1. Field of the Invention
This invention relates to the conversion of a solid, hydrocarbonaceous material to valuable products. In one aspect, the invention relates to the liquefaction of coal while in another aspect it relates to the production of high-grade fuel and valuable chemical feedstocks.
2. Description of the Prior Art
The art is replete with processes for converting solid, hydrocarbonaceous materials, such as coal, to mixtures of gaseous and liquid products. The Synthoil process, developed at the U.S. Bureau of Mines and described by Yavorsky et al. in Chem. Eng. Progress, 69, (3), 51-2 (1973), the H-Coal process, developed by Hydrocarbon Research, Inc. and described in a series of patents including Johanson, U.S. Pat. No. Re 25,770, Schuman et al., U.S. Pat. No. 3,321,393 and Wolk et al., U.S. Pat. No. 3,338,820, and the Solvent-Refined Coal (SRC) processes I and II developed by the Gulf Mineral Resources Co. and described in "Recycle SRC Prcessing for Liquid and Solid Fuels", presented at 4th Int. Conf. on Coal Gasification, Liquefaction and Conversion to Electricity, Univ. of Pittsburgh (Aug. 2-4, 1977), are representative. The Synthoil and H-Coal processes are generally characterized by a fixed or ebullated catalytic bed. While these and similar art processes are generally effective for their intended purpose, they do have inherent features that are generally considered undesirable from the perspectives of efficiency and convenience.

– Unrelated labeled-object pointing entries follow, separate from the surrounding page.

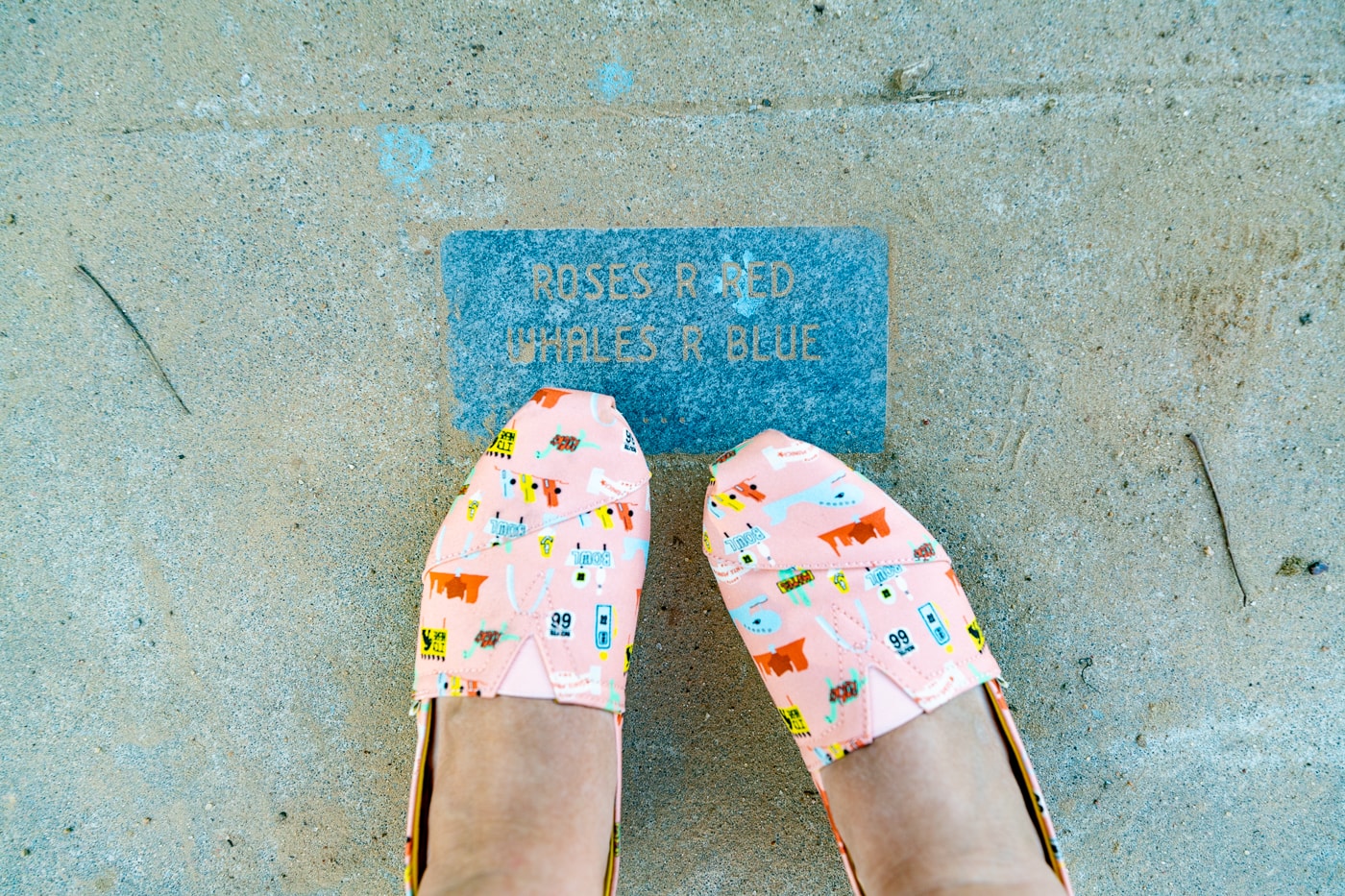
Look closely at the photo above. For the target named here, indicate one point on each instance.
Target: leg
(934, 808)
(522, 798)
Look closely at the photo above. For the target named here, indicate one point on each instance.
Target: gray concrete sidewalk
(1110, 227)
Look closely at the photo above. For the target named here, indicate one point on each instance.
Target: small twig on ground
(134, 329)
(1086, 664)
(1223, 520)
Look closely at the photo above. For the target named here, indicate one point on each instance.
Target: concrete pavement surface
(1110, 225)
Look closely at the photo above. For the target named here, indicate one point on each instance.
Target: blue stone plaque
(705, 336)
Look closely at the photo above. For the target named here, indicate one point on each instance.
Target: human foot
(530, 591)
(934, 808)
(522, 798)
(854, 618)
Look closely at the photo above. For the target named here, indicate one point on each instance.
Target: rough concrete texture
(1122, 225)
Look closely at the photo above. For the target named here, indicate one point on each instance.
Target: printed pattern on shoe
(547, 543)
(849, 607)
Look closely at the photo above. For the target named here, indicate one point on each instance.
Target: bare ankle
(522, 798)
(934, 808)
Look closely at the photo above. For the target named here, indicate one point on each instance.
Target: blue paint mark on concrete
(404, 155)
(705, 336)
(614, 80)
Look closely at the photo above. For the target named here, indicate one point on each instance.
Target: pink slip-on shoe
(849, 607)
(531, 587)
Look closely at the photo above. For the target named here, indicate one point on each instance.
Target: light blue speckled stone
(584, 289)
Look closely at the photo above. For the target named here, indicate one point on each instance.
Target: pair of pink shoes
(849, 607)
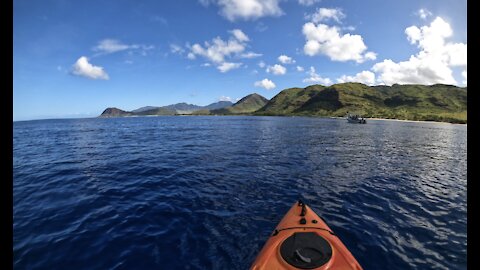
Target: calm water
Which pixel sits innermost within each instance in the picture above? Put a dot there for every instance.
(206, 192)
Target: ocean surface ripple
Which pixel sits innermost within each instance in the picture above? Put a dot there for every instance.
(206, 192)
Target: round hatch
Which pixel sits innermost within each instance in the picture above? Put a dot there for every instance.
(306, 250)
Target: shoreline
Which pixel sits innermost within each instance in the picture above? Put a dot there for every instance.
(403, 120)
(331, 117)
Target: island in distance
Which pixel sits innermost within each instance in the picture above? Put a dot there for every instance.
(439, 102)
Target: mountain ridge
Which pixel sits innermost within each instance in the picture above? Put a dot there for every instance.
(438, 102)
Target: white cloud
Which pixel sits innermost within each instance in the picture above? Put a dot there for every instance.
(423, 13)
(285, 59)
(265, 83)
(83, 68)
(239, 35)
(246, 9)
(308, 2)
(260, 27)
(174, 48)
(110, 46)
(226, 66)
(432, 64)
(250, 55)
(218, 51)
(277, 69)
(326, 14)
(323, 39)
(315, 78)
(107, 46)
(224, 98)
(365, 77)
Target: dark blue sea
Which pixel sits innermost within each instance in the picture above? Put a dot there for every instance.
(201, 192)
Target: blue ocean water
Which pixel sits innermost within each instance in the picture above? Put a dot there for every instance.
(206, 192)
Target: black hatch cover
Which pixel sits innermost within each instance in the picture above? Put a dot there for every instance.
(306, 250)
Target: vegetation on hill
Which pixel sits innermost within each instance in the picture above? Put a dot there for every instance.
(437, 102)
(410, 102)
(248, 104)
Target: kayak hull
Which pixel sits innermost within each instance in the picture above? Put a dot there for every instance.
(302, 219)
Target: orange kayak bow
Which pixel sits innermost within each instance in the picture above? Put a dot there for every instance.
(302, 240)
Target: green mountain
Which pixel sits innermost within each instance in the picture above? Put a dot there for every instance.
(179, 108)
(287, 101)
(437, 102)
(248, 104)
(114, 112)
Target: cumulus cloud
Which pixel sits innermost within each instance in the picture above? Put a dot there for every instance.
(365, 77)
(250, 55)
(315, 78)
(285, 59)
(265, 83)
(277, 69)
(83, 68)
(326, 14)
(174, 48)
(246, 9)
(423, 13)
(107, 46)
(224, 98)
(218, 51)
(239, 35)
(327, 40)
(432, 64)
(226, 66)
(308, 2)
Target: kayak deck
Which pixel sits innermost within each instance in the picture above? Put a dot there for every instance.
(302, 240)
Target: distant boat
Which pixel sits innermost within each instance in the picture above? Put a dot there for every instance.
(356, 119)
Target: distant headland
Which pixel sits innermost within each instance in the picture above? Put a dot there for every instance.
(439, 102)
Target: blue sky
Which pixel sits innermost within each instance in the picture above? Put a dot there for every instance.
(76, 58)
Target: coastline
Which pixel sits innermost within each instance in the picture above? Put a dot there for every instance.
(414, 121)
(402, 120)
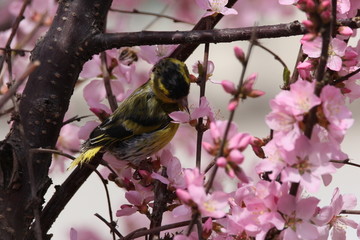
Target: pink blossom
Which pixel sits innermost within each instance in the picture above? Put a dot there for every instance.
(306, 165)
(204, 110)
(239, 53)
(288, 109)
(255, 209)
(288, 2)
(215, 7)
(337, 114)
(198, 68)
(247, 88)
(337, 49)
(330, 215)
(228, 86)
(152, 54)
(274, 162)
(236, 143)
(193, 177)
(305, 69)
(192, 236)
(211, 205)
(174, 171)
(343, 6)
(82, 234)
(353, 84)
(345, 31)
(139, 200)
(298, 214)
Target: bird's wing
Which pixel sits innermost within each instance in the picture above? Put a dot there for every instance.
(140, 113)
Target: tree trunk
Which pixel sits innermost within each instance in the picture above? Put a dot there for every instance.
(62, 53)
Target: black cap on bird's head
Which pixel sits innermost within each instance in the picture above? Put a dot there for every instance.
(171, 80)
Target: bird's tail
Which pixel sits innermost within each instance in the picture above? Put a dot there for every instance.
(85, 157)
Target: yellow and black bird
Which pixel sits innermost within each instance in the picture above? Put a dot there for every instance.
(141, 125)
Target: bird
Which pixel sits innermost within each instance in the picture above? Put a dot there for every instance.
(141, 125)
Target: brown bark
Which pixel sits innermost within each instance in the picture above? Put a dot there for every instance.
(62, 53)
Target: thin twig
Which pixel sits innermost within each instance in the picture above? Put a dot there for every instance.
(232, 113)
(53, 151)
(277, 57)
(16, 50)
(200, 125)
(117, 40)
(139, 233)
(346, 162)
(75, 118)
(156, 19)
(159, 15)
(110, 225)
(357, 212)
(106, 76)
(300, 58)
(346, 77)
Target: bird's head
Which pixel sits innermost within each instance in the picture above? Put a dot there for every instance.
(170, 81)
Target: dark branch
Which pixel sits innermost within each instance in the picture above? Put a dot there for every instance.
(117, 40)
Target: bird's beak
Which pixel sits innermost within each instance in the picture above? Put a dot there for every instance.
(184, 104)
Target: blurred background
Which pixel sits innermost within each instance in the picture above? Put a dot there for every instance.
(79, 213)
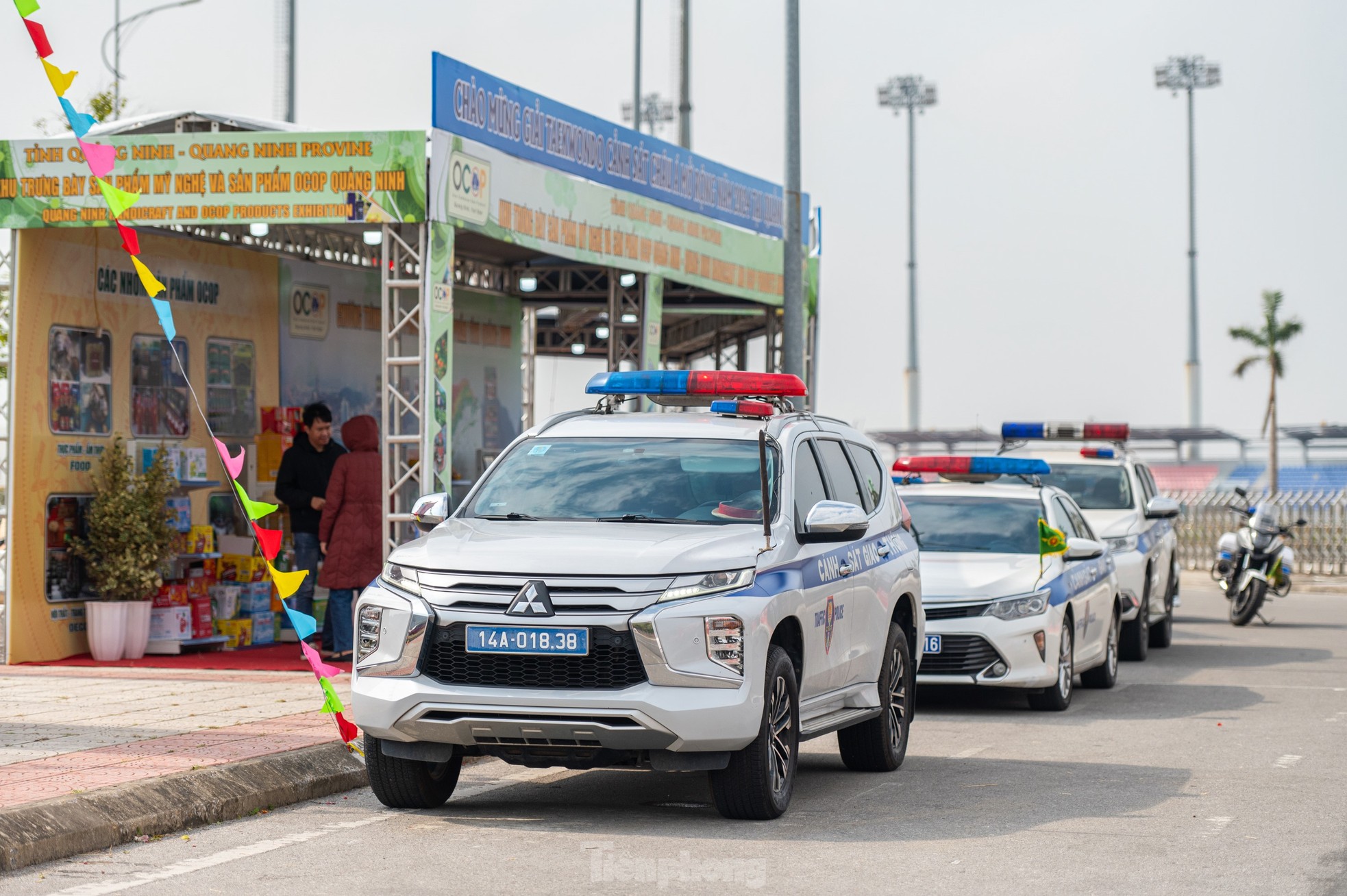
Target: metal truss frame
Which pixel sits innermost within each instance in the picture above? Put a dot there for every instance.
(403, 358)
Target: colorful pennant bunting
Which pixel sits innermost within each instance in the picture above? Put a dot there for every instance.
(286, 582)
(304, 624)
(255, 510)
(269, 540)
(131, 245)
(118, 200)
(60, 80)
(39, 38)
(234, 465)
(79, 122)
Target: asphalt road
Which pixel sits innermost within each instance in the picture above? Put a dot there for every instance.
(1218, 766)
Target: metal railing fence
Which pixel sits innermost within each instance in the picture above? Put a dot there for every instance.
(1320, 545)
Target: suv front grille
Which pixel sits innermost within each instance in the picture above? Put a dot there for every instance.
(959, 655)
(612, 663)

For example, the art processes frequently require specially designed equipment, incur extensive down-time for removal of spent catalyst followed by reloading and pretreating fresh catalyst, suffer deactivation of the catalyst by components of the feed material, incur loss of catalyst fines to the process product, suffer occlusion of the catalyst by the feed material and incur caking or plugging of the process equipment by catalyst particles.
Since the SRC I process is noncatalytic and the SRC II process is pseudocatalytic (ash is recycled to enhance coal conversion), these processes generally avoid the inherent deficiencies of catalytic systems. However, both SRC I and II report relatively low feed throughputs.